Es cuestión de
tiempo. Primero se necesita sembrar la semilla y luego, con paciencia, tiempo y
cuidados, la semilla irá creciendo hasta llegar a dar frutos. Es evidente que
esos cuidados te corresponden a ti, también a mí, y a cada uno.
Sé, Señor, que te
importo. Y lo sé porque has entregado a tu hijo a una muerte de Cruz, aceptada
y voluntaria, para rescate de mis errores, de mis ofensas, de mis pecados. Me
aceptas como soy y me ofreces tu Misericordia Infinita olvidando mis pecados.
Es evidente que
Dios, nuestro Padre, ha sembrado la semilla del amor y la misericordia en
nuestros corazones. Ese «hálito» que Dios infunde
en el instante de nuestra concepción en el seno materno de nuestras madres, al
que llamamos «alma», nos asemeja con
nuestro Padre. Por algo se nos dice que hemos sido creados a su imagen y
semejanza. Y esa semilla – alma – crecerá en nuestros corazones y dará frutos
dependiendo de nuestro abono, cultivo, regadío y cuidados – Sacramentos – que
en el tiempo de nuestra vida le vamos dando. Es evidente que tanto de ti como
de mí dependerá nuestros frutos. Así lo ha querido nuestro Padre Dios.

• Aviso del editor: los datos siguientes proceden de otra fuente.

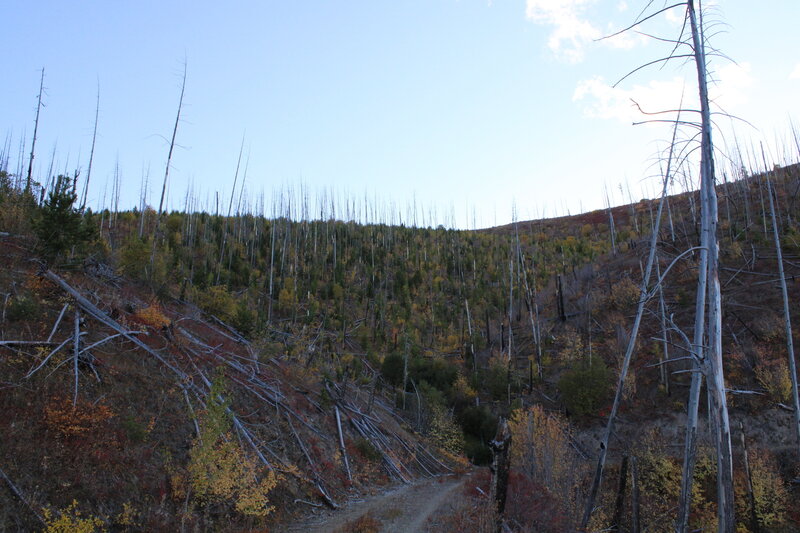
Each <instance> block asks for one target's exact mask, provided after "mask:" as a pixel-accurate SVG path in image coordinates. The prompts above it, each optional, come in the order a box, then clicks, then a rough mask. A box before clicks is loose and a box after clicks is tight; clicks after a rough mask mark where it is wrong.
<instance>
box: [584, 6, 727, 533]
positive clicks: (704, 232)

Pero el Espíritu no es solo intraeclesial, sino que desborda los muros de la Iglesia y se derrama sobre toda la creación: suscita amor y bondad, siembra culturas y religiones, genera belleza, arte, sabiduría, carismas y santidad; promueve movimientos sociales y políticos en defensa de la justicia y de los derechos humanos en favor de los pobres y descartados, libera a la creación, todavía en dolores de parto (Rm 8,22-25). Y todo para ir engendrando una tierra nueva y unos cielos nuevos, un mundo transfigurado: el Reino de Dios (CJ. Cuadernos 235 – El Espíritu sopla desde abajo – Víctor Codina).